Since the Bill was published, the “right to request predictable hours” for zero-hours workers and those with a “low” number of guaranteed hours has been extended, with the protection now to apply equally to agency workers. Many of the details remain subject to consultation and secondary regulations. These include the length of the “reference period” that will be used to determine the guaranteed hours that should be offered, what constitutes a “low” number of hours for the purpose of being a qualifying worker, what form the offer of guaranteed hours should be made and how long it must remain open for, and what “guaranteed hours” actually means in terms of working pattern or days.

Despite there being much still to be determined, employers can start to prepare.

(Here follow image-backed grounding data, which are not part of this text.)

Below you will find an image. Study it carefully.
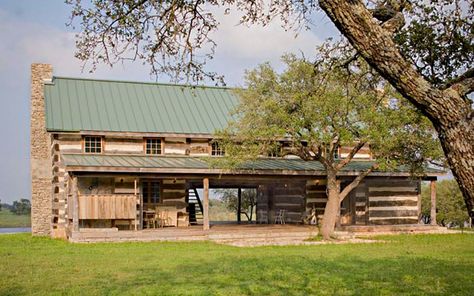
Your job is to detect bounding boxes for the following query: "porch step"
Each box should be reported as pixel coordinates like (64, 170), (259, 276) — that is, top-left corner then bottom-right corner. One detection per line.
(187, 188), (203, 225)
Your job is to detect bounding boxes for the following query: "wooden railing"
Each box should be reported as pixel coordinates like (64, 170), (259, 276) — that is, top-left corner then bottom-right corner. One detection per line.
(72, 195), (136, 220)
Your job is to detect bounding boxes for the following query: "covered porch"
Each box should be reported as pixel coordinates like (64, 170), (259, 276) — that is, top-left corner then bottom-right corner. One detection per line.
(65, 173), (314, 234)
(57, 154), (444, 239)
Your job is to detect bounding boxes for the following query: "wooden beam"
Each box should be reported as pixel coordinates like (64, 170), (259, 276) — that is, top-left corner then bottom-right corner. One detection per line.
(64, 165), (445, 178)
(237, 188), (242, 224)
(72, 176), (79, 232)
(134, 178), (138, 231)
(430, 180), (437, 225)
(203, 178), (210, 230)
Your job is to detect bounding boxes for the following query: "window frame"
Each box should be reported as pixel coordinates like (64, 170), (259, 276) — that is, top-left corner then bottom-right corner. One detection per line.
(142, 180), (162, 208)
(210, 141), (224, 156)
(144, 138), (163, 155)
(83, 136), (103, 154)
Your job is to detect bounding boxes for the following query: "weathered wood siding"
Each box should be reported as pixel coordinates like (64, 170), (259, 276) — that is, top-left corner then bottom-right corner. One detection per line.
(105, 137), (143, 154)
(161, 179), (187, 209)
(305, 179), (327, 212)
(340, 144), (372, 159)
(257, 181), (306, 224)
(367, 178), (420, 225)
(57, 134), (82, 153)
(57, 134), (212, 156)
(352, 182), (368, 225)
(164, 137), (188, 155)
(189, 139), (210, 156)
(73, 195), (136, 219)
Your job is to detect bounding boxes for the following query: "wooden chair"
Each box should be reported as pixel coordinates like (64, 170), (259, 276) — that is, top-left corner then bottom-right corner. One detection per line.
(275, 209), (286, 224)
(154, 209), (167, 228)
(144, 210), (156, 229)
(160, 209), (172, 227)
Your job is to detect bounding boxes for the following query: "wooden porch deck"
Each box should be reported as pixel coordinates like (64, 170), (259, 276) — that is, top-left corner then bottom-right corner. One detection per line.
(69, 223), (448, 244)
(69, 224), (319, 243)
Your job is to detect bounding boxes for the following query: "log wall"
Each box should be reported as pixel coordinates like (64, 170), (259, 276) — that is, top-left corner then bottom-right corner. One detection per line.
(257, 181), (306, 224)
(161, 179), (187, 210)
(57, 134), (212, 156)
(367, 178), (420, 225)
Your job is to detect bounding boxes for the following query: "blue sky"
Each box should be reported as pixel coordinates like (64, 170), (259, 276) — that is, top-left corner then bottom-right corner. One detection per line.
(0, 1), (337, 203)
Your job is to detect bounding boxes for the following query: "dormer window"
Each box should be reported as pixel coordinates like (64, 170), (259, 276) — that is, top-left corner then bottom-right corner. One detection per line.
(211, 141), (224, 156)
(145, 138), (162, 155)
(84, 136), (102, 153)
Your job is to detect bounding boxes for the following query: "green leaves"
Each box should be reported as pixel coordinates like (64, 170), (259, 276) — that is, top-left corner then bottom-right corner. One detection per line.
(395, 0), (474, 86)
(215, 51), (443, 175)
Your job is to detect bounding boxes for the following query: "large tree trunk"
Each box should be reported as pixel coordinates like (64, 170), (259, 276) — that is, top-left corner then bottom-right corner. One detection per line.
(436, 115), (474, 216)
(321, 172), (341, 239)
(319, 0), (474, 218)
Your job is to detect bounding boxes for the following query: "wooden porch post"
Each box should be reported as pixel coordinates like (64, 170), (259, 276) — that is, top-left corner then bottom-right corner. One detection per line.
(72, 176), (79, 232)
(203, 178), (210, 230)
(237, 188), (242, 224)
(430, 180), (437, 225)
(134, 178), (138, 231)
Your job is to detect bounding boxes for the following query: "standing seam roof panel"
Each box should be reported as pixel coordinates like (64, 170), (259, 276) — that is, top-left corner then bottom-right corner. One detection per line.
(44, 77), (240, 134)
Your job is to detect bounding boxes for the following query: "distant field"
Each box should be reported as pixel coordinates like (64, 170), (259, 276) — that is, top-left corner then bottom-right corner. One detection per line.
(0, 210), (30, 228)
(0, 233), (473, 295)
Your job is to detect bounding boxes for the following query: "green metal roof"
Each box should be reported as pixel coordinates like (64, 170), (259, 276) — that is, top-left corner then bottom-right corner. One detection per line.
(62, 154), (444, 177)
(44, 77), (239, 134)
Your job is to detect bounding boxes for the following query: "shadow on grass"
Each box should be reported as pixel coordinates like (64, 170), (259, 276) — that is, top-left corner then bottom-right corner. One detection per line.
(1, 234), (473, 295)
(80, 252), (472, 295)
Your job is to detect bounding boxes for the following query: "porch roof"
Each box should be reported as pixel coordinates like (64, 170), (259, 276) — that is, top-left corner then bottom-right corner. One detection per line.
(62, 154), (444, 177)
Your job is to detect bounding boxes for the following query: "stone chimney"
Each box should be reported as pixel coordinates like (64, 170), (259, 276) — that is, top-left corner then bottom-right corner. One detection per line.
(30, 63), (53, 235)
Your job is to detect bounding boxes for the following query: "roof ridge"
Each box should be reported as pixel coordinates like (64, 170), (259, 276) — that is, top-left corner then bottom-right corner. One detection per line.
(51, 76), (237, 90)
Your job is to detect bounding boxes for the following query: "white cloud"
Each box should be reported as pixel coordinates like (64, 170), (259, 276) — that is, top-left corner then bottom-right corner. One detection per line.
(213, 9), (321, 62)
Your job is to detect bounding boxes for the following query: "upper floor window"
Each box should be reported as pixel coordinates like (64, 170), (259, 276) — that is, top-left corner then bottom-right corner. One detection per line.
(211, 141), (224, 156)
(84, 136), (102, 153)
(145, 138), (162, 155)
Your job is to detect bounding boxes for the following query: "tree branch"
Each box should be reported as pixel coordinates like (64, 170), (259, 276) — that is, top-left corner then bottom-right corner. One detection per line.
(444, 68), (474, 97)
(339, 163), (379, 202)
(335, 141), (366, 170)
(318, 0), (468, 124)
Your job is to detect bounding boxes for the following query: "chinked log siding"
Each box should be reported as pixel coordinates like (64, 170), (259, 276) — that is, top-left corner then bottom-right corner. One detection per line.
(56, 134), (212, 156)
(367, 178), (420, 225)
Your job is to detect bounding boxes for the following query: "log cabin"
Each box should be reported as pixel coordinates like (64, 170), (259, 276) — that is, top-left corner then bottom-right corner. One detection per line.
(30, 64), (444, 240)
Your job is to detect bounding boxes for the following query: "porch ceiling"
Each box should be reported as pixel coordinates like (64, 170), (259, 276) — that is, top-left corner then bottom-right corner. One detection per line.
(61, 154), (445, 178)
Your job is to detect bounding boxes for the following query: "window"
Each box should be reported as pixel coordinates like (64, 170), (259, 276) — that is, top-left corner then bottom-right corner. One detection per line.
(142, 181), (160, 206)
(211, 141), (224, 156)
(145, 138), (162, 155)
(84, 136), (102, 153)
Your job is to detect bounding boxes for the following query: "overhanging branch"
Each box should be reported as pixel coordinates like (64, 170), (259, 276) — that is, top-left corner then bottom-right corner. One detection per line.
(335, 141), (366, 170)
(339, 163), (379, 202)
(444, 68), (474, 97)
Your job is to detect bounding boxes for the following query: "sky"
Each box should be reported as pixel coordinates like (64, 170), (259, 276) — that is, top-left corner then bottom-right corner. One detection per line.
(0, 0), (337, 203)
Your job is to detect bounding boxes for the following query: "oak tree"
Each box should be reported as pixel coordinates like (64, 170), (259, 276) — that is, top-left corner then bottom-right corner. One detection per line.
(67, 0), (473, 218)
(214, 54), (441, 239)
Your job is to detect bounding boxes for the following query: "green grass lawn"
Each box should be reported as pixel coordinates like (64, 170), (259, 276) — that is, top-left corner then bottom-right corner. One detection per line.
(0, 210), (30, 228)
(0, 234), (473, 295)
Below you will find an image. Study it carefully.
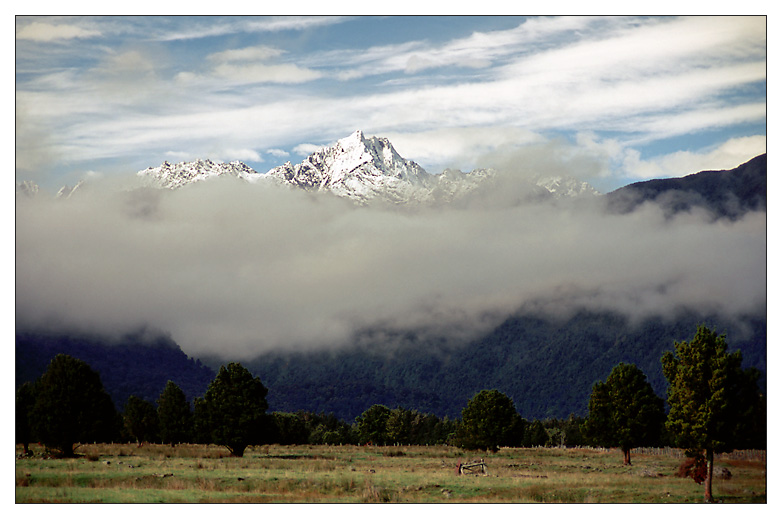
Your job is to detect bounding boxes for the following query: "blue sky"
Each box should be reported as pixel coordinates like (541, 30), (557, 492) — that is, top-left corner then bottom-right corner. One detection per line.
(16, 15), (767, 193)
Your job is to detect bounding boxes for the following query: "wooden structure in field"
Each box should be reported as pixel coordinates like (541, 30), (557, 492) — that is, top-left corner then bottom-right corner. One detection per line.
(457, 459), (487, 475)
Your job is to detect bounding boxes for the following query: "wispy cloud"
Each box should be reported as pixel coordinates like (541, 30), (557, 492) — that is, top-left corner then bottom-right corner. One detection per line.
(16, 20), (102, 41)
(154, 16), (351, 41)
(15, 16), (766, 190)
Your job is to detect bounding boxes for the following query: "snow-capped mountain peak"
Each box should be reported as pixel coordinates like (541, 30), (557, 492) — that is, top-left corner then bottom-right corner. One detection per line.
(133, 131), (599, 205)
(265, 130), (432, 204)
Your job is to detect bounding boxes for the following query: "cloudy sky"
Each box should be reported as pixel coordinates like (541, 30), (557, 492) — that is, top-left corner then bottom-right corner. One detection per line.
(16, 15), (766, 193)
(14, 14), (768, 360)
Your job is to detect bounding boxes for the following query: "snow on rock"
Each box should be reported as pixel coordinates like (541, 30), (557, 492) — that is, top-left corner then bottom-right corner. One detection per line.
(134, 131), (600, 205)
(137, 159), (262, 190)
(265, 130), (434, 205)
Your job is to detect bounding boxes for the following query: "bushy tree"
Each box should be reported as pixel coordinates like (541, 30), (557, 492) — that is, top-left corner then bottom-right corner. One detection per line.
(123, 395), (159, 445)
(299, 411), (356, 445)
(662, 325), (765, 502)
(194, 363), (269, 457)
(31, 354), (119, 457)
(523, 419), (549, 447)
(453, 389), (523, 452)
(583, 363), (665, 465)
(271, 412), (310, 445)
(355, 404), (391, 445)
(157, 381), (193, 446)
(384, 407), (454, 446)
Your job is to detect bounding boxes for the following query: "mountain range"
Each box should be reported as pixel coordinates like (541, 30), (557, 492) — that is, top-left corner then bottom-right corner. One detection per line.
(15, 132), (766, 420)
(136, 129), (599, 204)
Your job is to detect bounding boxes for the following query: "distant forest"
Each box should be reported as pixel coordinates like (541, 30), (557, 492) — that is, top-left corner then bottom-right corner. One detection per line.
(16, 309), (765, 423)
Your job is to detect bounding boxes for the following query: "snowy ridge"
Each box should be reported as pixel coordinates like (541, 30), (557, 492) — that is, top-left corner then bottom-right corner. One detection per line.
(534, 176), (600, 198)
(137, 158), (262, 190)
(133, 130), (600, 204)
(16, 180), (40, 198)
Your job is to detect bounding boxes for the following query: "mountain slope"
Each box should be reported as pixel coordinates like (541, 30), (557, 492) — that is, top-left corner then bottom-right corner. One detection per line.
(606, 154), (766, 219)
(235, 310), (765, 421)
(16, 329), (216, 410)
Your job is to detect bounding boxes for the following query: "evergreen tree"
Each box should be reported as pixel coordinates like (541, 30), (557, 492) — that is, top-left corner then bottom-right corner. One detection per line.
(123, 395), (159, 445)
(662, 325), (765, 503)
(355, 404), (391, 445)
(453, 389), (524, 452)
(16, 382), (36, 455)
(523, 419), (549, 447)
(157, 381), (193, 446)
(271, 412), (310, 445)
(583, 363), (665, 465)
(31, 354), (118, 457)
(194, 363), (269, 457)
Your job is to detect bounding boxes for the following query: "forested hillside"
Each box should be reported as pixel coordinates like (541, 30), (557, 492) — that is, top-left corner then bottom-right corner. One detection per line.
(16, 329), (215, 409)
(237, 310), (765, 421)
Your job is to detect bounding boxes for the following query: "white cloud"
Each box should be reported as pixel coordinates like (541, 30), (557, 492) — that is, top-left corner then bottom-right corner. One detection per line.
(155, 16), (350, 42)
(212, 62), (322, 84)
(621, 135), (767, 180)
(266, 148), (290, 158)
(16, 20), (101, 41)
(200, 44), (322, 85)
(15, 16), (766, 192)
(16, 177), (766, 358)
(293, 143), (325, 156)
(383, 127), (546, 172)
(220, 148), (262, 162)
(207, 45), (284, 63)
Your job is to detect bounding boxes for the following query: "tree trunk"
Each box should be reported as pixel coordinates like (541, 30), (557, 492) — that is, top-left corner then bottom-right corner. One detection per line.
(228, 444), (246, 457)
(622, 447), (632, 465)
(60, 443), (75, 458)
(704, 448), (715, 503)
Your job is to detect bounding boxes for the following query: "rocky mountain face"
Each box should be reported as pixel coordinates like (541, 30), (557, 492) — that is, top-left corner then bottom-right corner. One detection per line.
(134, 130), (600, 205)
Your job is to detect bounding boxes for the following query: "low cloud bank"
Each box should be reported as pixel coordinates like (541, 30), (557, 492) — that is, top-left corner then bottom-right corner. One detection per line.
(16, 170), (766, 359)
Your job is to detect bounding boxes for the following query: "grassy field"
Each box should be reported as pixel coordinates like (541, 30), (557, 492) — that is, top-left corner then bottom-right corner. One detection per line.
(15, 443), (766, 503)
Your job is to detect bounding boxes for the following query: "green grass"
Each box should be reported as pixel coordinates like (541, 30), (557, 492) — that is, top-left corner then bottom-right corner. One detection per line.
(15, 444), (766, 503)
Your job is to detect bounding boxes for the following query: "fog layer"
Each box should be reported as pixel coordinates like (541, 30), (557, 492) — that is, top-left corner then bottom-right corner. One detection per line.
(16, 174), (766, 359)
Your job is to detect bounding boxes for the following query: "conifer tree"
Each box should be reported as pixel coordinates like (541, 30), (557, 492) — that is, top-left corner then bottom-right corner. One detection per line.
(194, 363), (269, 456)
(123, 395), (159, 445)
(662, 325), (765, 502)
(31, 354), (118, 457)
(583, 363), (665, 465)
(157, 381), (193, 446)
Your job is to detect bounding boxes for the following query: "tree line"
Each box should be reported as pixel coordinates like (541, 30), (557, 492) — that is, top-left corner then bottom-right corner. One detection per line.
(16, 325), (764, 501)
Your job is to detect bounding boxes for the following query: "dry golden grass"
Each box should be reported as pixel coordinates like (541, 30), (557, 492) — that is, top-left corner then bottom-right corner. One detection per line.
(15, 443), (766, 503)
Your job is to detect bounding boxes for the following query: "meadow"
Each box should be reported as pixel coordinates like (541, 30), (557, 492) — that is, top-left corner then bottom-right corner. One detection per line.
(15, 443), (766, 504)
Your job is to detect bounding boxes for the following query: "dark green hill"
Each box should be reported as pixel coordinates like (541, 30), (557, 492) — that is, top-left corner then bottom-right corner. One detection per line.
(238, 310), (765, 421)
(15, 329), (215, 410)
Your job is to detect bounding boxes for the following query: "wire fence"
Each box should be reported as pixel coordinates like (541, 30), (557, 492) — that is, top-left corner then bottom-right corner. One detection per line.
(631, 446), (766, 462)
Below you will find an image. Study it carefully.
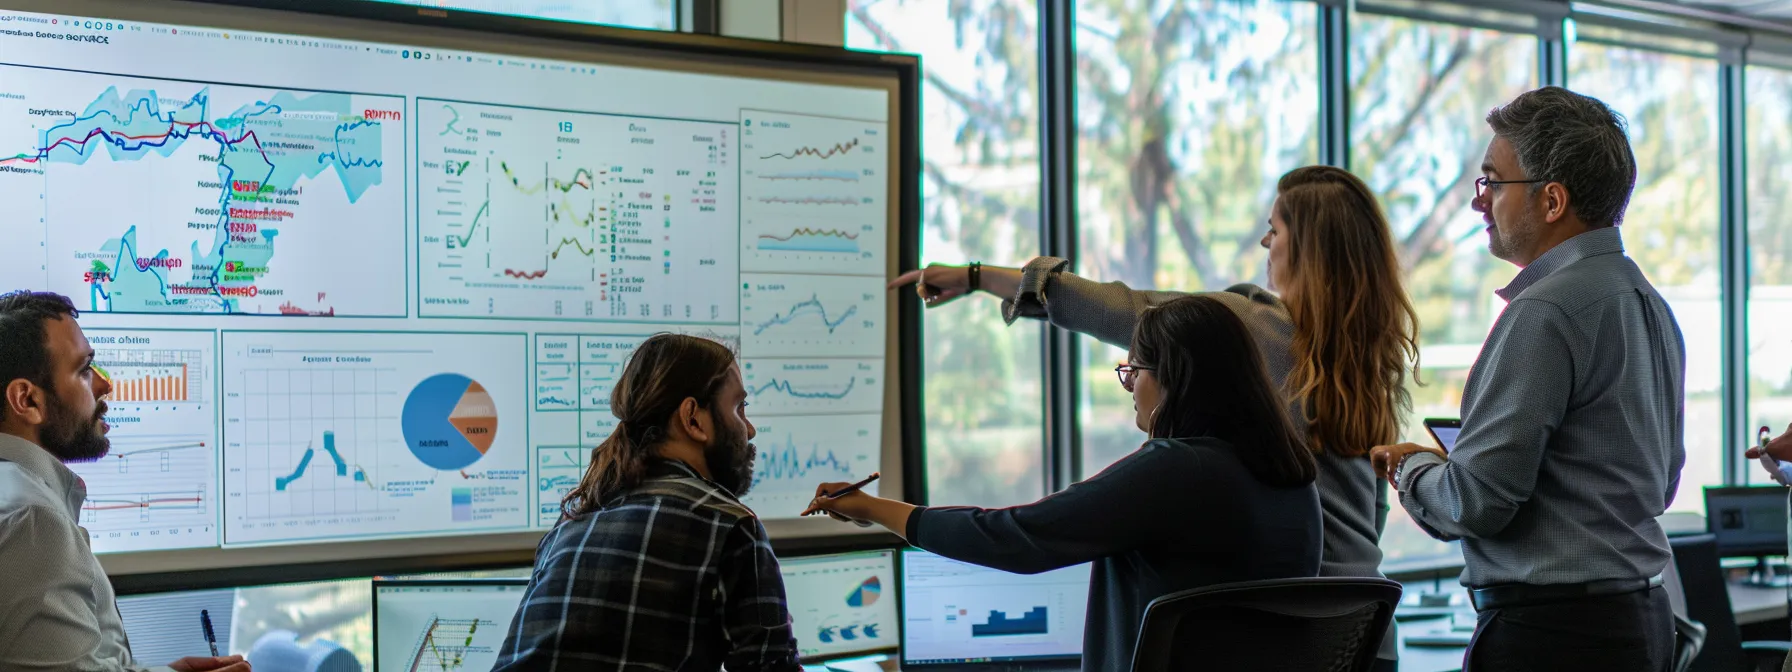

Carrying out an audit of the workforce will allow them to understand the extent to which they are using directly employed or agency workers on zero or low-hours contracts, and what the impact of the new requirements might be on their business model.

Duty to Prevent Sexual Harassment

The law will be strengthened to require employers to take “all” reasonable steps to prevent workplace sexual harassment, with regulations specifying what amounts to “reasonable steps.” The Bill also proposes making employers liable for third-party harassment (not limited to sexual harassment) unless they have taken all reasonable steps to prevent it. A government call for evidence on the “reasonable steps” employers should take to prevent sexual harassment closes on 30 June 2025.

Extension of Time Limits - Tribunal Claims

As a result of an amendment to the Bill shortly after it was introduced, it is now proposed that the time limits for bringing tribunal claims will be extended from three to six months. This will apply to all types of employment claims, save for breach of contract claims (although that may be an oversight that will be added in).

Conclusion

While it has been suggested that the Bill will receive Royal Assent (and therefore become law) in summer 2025, the majority of its reforms are likely to come into force during 2026, with the unfair dismissal changes not being implemented before autumn of that year. Until that time, there will be further consultations on various aspects and in many cases, draft regulations, which we will continue to monitor.